Le défi à relever n’était pourtant pas des moindres puisqu’il s’agissait d’attirer et de fédérer les milléniaux.

Le défi à relever n’était pourtant pas des moindres puisqu’il s’agissait d’attirer et de fédérer les milléniaux (millennials en anglais). Soit cette génération dite Y (née entre 1980 et 2000), connectée, nomade, qui, s’inscrivant de plain-pied dans la globalisation actuelle, marie à sa guise les univers masculins et féminins, se joue des frontières et mixe volontiers toutes les influences et tendances. Bref, une cible qui a les allures d’une tribu internationale.

L’exercice, complexe, a séduit d’emblée Oki Sato : ” J’ai été assez surpris – mais très heureux – que Patrick Guedj fasse appel à moi pour ce projet autour de cette génération, où il devait donc être question d’énergie et de couleurs… Habituellement, le style de Nendo est plutôt épuré. Mais Patrick Guedj avait, je crois, la volonté de concilier ces opposés, ce qui faisait de moi un bon candidat. Notre communication et notre collaboration sont très fluides. De plus, Kenzo est une marque française qui a été fondée par un créateur japonais et incarne donc un mélange des deux cultures. Ce à quoi notre collaboration fait écho. “

Un parfum pour les Y

Très étonnamment, l’homme aux centaines de projets – par an ! -, sacré designer de l’année 2015 par le salon Maison & Objet, ne s’était encore jamais plié à l’exercice du flacon de parfum. ” C’est une première. Une aventure d’autant plus passionnante qu’il fallait créer un seul et même flacon pour représenter trois jus. Ma mission consistait à créer un totem, une icône. Il fallait que ce soit graphique et reconnaissable au premier coup d’oeil mais aussi au toucher. L’objet devait représenter le concept dans son entièreté, intégrer plusieurs élément dans une forme totem. J’avais tous ces éléments à l’esprit lorsque je me suis attelé au projet. C’est de leur amalgame qu’est né le flacon. A ma grande surprise, la première maquette que j’ai soumise à Patrick Guedj, à peine quelques semaines après le briefing, est celle qu’il a retenue, affirmant qu’elle répondait à toutes ses attentes. “

Dans la mesure où c’était une première pour moi, mon esprit ne s’est pas laisser brider ou encombrer par les contraintes habituelles.

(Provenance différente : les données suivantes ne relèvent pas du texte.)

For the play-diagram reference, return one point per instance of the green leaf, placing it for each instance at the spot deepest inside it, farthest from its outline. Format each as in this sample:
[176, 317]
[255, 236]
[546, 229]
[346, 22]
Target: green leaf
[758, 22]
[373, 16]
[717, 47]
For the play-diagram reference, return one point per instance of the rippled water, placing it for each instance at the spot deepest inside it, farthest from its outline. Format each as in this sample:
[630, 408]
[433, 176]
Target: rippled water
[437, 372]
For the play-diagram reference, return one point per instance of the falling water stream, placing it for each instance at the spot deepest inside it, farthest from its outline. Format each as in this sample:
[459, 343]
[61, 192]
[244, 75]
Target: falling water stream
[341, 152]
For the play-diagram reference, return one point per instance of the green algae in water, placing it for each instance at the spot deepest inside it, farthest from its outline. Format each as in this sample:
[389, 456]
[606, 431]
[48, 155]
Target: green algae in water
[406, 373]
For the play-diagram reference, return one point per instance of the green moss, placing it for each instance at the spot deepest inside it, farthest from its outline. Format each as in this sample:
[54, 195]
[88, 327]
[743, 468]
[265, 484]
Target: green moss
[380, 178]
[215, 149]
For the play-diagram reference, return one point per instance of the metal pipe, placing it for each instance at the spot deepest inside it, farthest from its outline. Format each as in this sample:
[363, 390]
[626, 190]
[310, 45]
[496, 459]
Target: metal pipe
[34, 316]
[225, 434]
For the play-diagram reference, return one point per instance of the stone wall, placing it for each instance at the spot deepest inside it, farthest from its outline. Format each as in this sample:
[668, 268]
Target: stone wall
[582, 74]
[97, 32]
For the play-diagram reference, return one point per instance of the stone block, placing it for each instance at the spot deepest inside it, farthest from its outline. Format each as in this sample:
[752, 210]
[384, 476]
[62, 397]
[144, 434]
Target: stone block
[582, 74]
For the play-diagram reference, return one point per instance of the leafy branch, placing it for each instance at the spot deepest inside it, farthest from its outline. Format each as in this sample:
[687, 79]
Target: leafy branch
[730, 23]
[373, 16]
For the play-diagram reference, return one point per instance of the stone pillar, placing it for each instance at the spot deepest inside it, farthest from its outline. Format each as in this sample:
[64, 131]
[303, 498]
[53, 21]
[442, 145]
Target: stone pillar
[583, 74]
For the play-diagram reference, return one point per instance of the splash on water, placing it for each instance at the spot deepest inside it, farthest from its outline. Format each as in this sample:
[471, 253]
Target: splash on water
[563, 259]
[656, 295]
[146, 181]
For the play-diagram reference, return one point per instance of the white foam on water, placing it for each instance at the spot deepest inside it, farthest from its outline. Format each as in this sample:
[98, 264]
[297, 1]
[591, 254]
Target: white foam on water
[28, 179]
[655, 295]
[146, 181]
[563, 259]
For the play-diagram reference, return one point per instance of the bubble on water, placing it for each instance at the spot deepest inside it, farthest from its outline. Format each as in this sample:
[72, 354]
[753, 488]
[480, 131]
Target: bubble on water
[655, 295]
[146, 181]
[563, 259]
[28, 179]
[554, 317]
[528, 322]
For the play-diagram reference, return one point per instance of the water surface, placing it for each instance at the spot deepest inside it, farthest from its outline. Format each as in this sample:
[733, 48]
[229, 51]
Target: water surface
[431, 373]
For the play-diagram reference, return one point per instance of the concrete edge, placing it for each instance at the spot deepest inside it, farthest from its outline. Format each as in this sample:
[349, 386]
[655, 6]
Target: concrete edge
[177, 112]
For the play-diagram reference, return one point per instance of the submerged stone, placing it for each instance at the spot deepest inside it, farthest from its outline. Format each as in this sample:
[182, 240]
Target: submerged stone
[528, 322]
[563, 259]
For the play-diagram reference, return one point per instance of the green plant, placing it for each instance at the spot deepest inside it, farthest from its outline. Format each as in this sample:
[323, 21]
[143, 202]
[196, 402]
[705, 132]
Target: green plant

A l’évidence, Oki Sato a su tirer profit de sa relative ingénuité en la matière. ” Dans la mesure où c’était une première pour moi, mon esprit ne s’est pas laisser brider ou encombrer par les contraintes habituelles. C’est pour cette raison, me semble-t-il, que le flacon ne ressemble à rien de ce qui existait déjà. Cela dit, c’était loin d’être évident du point de vue technique. Concevoir un flacon est une chose, le faire fabriquer en est une autre. ” Et ce, même si l’on a déjà à son actif une belle expérience dans le travail du verre, comme c’est le cas d’Oki Sato qui collabore régulièrement avec Glass Italia et qui a travaillé avec des artisans du verre tchèques à qui il a demandé non pas de souffler mais d’aspirer le verre pour la création de la collection Press Lamp de Lasvit. ” La production est une étape très importante du processus créatif, à laquelle notre studio participe activement. Ici, la difficulté technique était double, portant d’une part sur le matériau, d’autre part sur la couleur. Lorsqu’on regarde le flacon, il apparaît foncé, plutôt bleu, mais lorsqu’on le porte à la lumière, on le découvre violet. Par ailleurs, le fait que le capuchon ne soit pas en verre a rendu la donne plus complexe. Mais après de nombreux essais, nous avons trouvé une solution adéquate à chaque problème. “

Le résultat est donc un flacon qui tient bien dans la main et dont le design découpé – comme taillé – et les inscriptions géométriques évoquent les totems amérindiens. Mais il s’en dégage aussi un côté ludique, non dénué d’humour – très éloigné des créations généralement plus éthérées liées au parfum – et qui incarne parfaitement la mission que s’est donnée Oki Sato, à savoir agrémenter le quotidien en multipliant les effets de surprise. Ces fameux moments ” ! “, comme il aime à les appeler.